Doing UI automation for PDF open with “MS Edge” than using get text activity fetching dynamic values facing some accuracy issues.
Example - i am getting only IDX value which is static ok for all different PDF.
while testing the scenario with different PDF it happens like out of 10.
9 PDF correctly getting values for 1 PDF its picking up another value.
Also i had check with the selector seperate seperate there is no change in selector IDX as well.

Note - OCR used harder to relate with Regex so building this PDF reading with edge and fetching values with get text activity UiPath.
Now i am stuck at this RCA why is this happening

1 Like

Hey @suraj_singh3,

PDF rendering in Edge can shift elements, causing inconsistent results with Get Text even if selectors look the same. Avoid relying on IDX since it changes based on document layout. Use Read PDF Text/Read PDF with OCR or Document Understanding for stable extraction across PDFs.

@Mir.Jasimuddin See i tried with OCR but the page count is more and the data which i am getting with OCR its harder to apply regex on it.
See here challenge is i can’t share the PDF since it is confidential its FORM 16 PDF.
Earlier they used to do with DU but now they need alternate solution so.

Hi @suraj_singh3,

Well in that case can you Use Document Understanding framework for structured PDFs like Form 16 with keyword classifiers and Regex or ML extractors for accuracy.
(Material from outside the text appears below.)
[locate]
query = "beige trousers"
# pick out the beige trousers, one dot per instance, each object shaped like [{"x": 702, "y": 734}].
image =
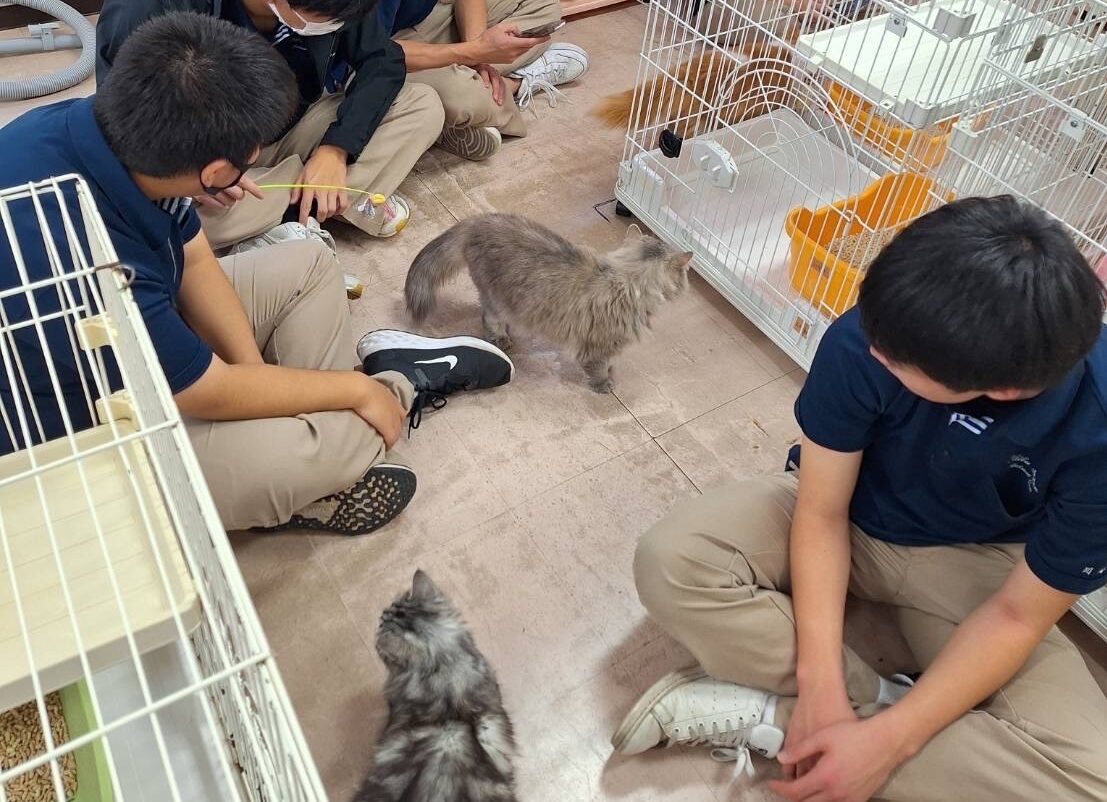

Buddy as I mention they need to exclude DU they are looking for alternate solution due to cost factor.

@suraj_singh3

  1. Not all DU components consume AI units, Regex extractor or form extractor will not consume AI units .as form 16 is structured you can try with form extractor and give the layout
  2. Generally for no PDF ui automation is a good option so dont rely on it
  3. if the form 16 is coming in electronic format and if it is coming as form based pdf(that is the values to be fetched are like interactive windows) then you can use itext7 to get all the values. example below
  4. Also while reading pdf , you might not need ocr if its a electronic pdf, there is an option to preserve the format in read pdf which can be leveraged to get the values more structured then regex also can be used to extract the data as the structure is preserved when reading

cheers

@Anil_G thanks for your insight will check and let you know

1 Like